In extremis comme souvent, le cycle d'expositions de septembre-octobre 2015 lui a révélé le 30/10 une belle oeuvre, quoique à tendance plasticienne : celle de Yohann Gozard.
Ce photographe s'est consacré à la photographie de paysage nocturne. Comme chez Pierre Soulages (le "noir-lumière"), le noir n'est jamais tout à fait noir, tout à fait néant :
- Soit le noir est à première vue profond, et alors, si le visiteur de l'expo veut bien regarder, il découvre des détails qui lui apparaissent lentement, comme dans l'expérience que l'on peut faire d'une véritable nuit, faisant ainsi du spectateur une sorte d'égal du créateur, qui, lui, fait apparaître les objets qui l'intéressent en "appliquant" dans l'espace photographié un éclairage supplémentaire. C'est par cette technique que cette photographie s'apparente à la peinture et à un mode d'expression "propre" en estompant les formes et les couleurs disharmoniques dans ces paysages de relégation plutôt "sales" (comme Gilles Deleuze disait que l'écrit est propre, à la différence de l'oral qui est sale, impur).

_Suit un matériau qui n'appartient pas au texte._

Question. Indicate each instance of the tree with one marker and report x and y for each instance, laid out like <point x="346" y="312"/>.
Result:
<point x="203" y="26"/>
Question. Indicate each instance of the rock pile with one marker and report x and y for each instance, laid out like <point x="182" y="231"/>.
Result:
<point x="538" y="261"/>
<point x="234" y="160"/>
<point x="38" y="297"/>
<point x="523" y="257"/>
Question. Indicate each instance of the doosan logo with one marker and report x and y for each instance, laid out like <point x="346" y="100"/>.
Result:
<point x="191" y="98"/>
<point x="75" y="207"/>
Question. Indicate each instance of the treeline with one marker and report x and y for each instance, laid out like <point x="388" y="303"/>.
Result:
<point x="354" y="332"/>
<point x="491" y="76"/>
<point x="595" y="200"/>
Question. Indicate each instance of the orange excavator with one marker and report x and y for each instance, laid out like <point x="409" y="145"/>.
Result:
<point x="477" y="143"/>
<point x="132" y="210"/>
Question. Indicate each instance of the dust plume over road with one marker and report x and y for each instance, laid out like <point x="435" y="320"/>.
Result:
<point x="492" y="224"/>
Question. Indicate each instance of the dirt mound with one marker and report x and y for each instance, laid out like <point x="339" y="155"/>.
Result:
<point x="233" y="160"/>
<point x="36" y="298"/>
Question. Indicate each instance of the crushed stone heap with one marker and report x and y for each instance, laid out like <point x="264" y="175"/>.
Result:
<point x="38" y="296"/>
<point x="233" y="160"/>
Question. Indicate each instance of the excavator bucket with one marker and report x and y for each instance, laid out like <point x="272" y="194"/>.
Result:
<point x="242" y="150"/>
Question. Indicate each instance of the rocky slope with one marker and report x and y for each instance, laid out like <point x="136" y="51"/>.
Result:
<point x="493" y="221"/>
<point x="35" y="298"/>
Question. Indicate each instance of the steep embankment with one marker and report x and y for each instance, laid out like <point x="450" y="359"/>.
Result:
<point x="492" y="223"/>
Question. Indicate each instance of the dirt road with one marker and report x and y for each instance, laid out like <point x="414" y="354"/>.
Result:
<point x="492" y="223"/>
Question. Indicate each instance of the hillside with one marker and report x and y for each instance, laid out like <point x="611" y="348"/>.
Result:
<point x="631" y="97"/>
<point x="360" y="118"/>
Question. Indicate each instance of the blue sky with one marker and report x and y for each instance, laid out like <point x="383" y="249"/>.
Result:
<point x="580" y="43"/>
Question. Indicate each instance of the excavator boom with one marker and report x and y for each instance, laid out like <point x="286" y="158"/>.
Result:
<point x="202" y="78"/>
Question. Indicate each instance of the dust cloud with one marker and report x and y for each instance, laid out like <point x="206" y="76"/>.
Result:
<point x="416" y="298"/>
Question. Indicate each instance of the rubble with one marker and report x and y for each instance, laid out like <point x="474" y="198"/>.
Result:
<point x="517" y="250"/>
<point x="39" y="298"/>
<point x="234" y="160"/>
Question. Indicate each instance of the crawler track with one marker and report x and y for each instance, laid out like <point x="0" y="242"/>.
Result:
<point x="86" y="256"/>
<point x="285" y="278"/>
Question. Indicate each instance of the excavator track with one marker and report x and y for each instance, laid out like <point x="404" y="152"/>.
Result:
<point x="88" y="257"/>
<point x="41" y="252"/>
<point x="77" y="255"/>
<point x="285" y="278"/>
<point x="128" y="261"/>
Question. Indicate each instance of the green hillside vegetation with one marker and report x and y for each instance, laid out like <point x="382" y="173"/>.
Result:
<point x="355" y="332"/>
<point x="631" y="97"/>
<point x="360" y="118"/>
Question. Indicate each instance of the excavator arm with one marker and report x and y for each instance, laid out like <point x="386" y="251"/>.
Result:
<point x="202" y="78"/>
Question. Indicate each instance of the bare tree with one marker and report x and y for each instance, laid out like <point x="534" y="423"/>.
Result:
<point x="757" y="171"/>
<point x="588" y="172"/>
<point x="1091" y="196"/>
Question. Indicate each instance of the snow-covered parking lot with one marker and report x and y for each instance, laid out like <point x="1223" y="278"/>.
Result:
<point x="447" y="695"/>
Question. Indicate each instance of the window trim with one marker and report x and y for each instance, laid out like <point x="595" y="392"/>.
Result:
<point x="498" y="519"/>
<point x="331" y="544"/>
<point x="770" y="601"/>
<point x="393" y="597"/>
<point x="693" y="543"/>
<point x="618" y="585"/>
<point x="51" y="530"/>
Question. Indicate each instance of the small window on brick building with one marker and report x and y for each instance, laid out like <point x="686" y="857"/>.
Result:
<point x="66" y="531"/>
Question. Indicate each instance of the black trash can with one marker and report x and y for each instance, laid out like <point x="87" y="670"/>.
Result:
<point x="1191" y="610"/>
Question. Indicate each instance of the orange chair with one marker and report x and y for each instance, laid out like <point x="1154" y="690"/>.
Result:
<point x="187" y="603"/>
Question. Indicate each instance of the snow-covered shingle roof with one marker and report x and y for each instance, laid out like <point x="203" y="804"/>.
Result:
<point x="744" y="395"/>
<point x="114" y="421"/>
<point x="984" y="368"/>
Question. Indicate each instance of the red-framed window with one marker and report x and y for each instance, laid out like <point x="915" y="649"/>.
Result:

- Soit, avec des temps d'exposition très longs (jusqu'à environ 45 mn ! pour une des photos exposées), le noir peut même être pleine lumière, donnant des ambiances irréelles, troublantes, lunaires. Si l'on ajoute à cela que les lieux photographiés ne sont pas indiqués dans (ou avec) les titres des œuvres et que les objets de ces vues sont des non-lieux (cf. Marc Augé), ces œuvres brouillent les fondements et les frontières les plus élémentaires : jour / nuit ? Terre / Lune ? Campagne / ville ? Incendie, volcan, explosion ? En d'autres termes, phénomène naturel ou technologique ?
Cette exposition et plus largement l'oeuvre dont elle est une manifestation marquent ainsi par leur effet d'ambiance générale, leur cohérence et leur effet à la fois sensoriel, intellectuel et moral.